Die Beklagte und die E GmbH tragen die Verantwortung und das Risiko grundsätzlich hinsichtlich des jeweils eigenen Gewerks. Die Prüfungspflicht des Unternehmers geht nicht über seine vertraglichen Leistungspflichten hinaus. Hinsichtlich eines Vorunternehmergewerks besteht eine Prüfpflicht nur, soweit die Beschaffenheit der Leistungen des Vorunternehmers in einem ursächlichen Zusammenhang mit der Erfüllung eigener Leistungspflichten des Auftragnehmers steht. Der Auftragnehmer muss also im Rahmen der Zumutbarkeit prüfen, ob die ihm zur Verfügung gestellten Vorleistungen anderer Unternehmer eine geeignete Grundlage für die Erbringung seiner Leistungen bilden und keine Eigenschaften besitzen, die den Erfolg seiner Arbeit in Frage stellen könnten (vgl. zum Vorstehenden m.w.N. OLG Düsseldorf v. 11.10.2007, 5 U 6/07, BauR 2008, 1005, zit. nach juris [Rn. 41]). Daraus folgt jedoch nicht, dass sich seine Verantwortlichkeit auch auf die Ordnungsgemäßheit der Erbringung der Vorleistungen erstreckt und er bereits unter Umständen lange im Vorlauf zu seiner eigenen Leistungserbringung die Erbringung der Vorleistungen durch den Vorunternehmer prüfen, überwachen und ggf. beeinflussen muss.
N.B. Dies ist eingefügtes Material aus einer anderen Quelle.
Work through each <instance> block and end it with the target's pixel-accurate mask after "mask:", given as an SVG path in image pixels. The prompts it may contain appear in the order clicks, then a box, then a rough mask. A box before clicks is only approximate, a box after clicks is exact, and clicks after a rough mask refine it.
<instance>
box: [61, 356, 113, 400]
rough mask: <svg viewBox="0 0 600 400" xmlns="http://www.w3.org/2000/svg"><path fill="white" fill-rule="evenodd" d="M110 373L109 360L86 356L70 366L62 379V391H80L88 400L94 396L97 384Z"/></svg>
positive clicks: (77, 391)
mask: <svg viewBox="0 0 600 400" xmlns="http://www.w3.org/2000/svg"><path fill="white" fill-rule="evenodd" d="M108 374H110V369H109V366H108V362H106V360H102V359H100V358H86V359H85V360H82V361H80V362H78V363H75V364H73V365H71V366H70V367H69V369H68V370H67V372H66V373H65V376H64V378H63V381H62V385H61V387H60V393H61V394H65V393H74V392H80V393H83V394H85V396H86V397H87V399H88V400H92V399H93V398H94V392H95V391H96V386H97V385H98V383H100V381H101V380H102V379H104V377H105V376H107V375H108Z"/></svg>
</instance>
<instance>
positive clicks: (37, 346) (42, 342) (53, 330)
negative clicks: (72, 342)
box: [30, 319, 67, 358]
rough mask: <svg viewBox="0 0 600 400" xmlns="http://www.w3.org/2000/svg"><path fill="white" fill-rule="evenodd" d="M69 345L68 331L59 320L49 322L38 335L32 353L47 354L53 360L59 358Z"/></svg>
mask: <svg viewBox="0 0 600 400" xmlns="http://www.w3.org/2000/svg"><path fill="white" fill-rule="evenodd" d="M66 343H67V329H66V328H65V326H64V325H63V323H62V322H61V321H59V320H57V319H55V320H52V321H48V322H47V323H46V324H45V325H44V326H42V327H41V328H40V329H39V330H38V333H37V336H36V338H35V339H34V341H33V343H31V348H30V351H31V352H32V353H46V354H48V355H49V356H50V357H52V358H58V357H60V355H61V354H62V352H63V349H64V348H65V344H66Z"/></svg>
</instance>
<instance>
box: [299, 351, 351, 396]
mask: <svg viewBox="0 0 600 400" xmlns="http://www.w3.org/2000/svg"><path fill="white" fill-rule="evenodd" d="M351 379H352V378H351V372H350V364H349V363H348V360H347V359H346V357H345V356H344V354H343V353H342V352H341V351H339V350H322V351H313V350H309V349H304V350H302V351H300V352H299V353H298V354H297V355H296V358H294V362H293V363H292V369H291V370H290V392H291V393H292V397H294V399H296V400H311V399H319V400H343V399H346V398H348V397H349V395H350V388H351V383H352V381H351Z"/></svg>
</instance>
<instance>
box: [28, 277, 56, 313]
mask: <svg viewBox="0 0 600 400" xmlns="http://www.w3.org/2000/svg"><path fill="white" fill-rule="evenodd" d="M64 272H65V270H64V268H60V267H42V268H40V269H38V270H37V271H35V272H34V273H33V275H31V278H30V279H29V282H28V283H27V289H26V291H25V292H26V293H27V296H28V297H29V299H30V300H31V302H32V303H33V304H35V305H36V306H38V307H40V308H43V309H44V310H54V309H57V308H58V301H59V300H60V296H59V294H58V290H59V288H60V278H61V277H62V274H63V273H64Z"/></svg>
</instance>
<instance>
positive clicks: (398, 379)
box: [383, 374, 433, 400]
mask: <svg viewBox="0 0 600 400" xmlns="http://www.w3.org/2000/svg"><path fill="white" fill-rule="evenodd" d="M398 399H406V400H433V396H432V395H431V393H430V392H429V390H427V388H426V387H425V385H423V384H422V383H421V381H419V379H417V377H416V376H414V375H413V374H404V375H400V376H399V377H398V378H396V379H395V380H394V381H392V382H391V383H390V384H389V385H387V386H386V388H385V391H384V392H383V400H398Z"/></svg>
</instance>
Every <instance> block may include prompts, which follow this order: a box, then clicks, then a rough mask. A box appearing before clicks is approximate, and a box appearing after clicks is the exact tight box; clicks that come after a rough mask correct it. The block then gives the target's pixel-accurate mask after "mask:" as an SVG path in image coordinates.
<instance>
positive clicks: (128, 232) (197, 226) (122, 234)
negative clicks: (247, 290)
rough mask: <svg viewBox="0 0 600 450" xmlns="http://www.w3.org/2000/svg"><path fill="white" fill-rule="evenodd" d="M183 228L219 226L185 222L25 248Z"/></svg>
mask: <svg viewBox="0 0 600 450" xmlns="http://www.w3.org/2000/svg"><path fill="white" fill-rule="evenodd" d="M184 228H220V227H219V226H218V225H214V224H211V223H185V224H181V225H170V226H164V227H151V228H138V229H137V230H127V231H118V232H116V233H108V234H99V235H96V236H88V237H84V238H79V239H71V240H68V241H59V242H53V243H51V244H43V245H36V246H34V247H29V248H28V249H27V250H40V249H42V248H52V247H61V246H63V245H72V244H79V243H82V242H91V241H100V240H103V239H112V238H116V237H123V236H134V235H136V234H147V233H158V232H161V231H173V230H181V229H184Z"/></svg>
Die Leistung der Beklagten bezog sich auf den Komplex „Planung und Ausführung der Baugrubensicherung in Gestalt einer Bohrpfahlwand“. Sie war jedoch nicht mit der Planung und Ausführung der vorangehenden Abbrucharbeiten beauftragt, die von der E GmbH in eigener Verantwortung durchgeführt wurden. Die Beklagte musste daher die Arbeiten der E GmbH, insbesondere etwa beim Abbruch der Betonbodenplatte des ehemaligen Banktresors, nicht im Vorhinein prüfen und fortlaufend während der Ausführung kontrollieren und ggf. stoppen oder anderweitig beeinflussen bzw. entsprechende Hinweise zu diesen Arbeiten erteilen. So bezieht sich auch die von der Beklagten bzw. für sie von dem Ingenieurbüro T4 erstellte Statik für die Bohrpfahlwand (Ausführungsplanung), die Ende August 2011 vorlag, nicht auf die Abbrucharbeiten. Das Vorstehende gilt unabhängig davon, ob, wie von der Klägerin behauptet, eine Beauftragung der Beklagten durch die E GmbH dem Grunde nach bereits auf das erste Angebot der Beklagten vom 02.08.2011 hin erfolgt ist oder die Beauftragung erst nach dem modifizierten zweiten Angebot der Beklagten vom 05.09.2011 erfolgt ist. Ferner verfängt auch der Verweis der Klägerin auf zwei Entscheidungen des OLG Köln (v. 14.05.2013, 15 U 214/11, juris; v. 19.07.2006, 11 U 139/05, BauR 2007, 887, zit. nach juris) nicht, da diese andere Fallkonstellationen betreffen und auf den vorliegenden Fall nicht übertragbar sind.

3.

Mangels Hauptforderung bestehen auch die geltend gemachten Nebenforderungen (Zinsen und Freistellung von vorgerichtlichen Rechtsverfolgungskosten) nicht.

4.

Die Kostenentscheidung beruht auf § 91 Abs. 1 Satz 1 ZPO, die Entscheidung zu vorläufigen Vollstreckbarkeit auf § 709 Satz 1, 2 ZPO.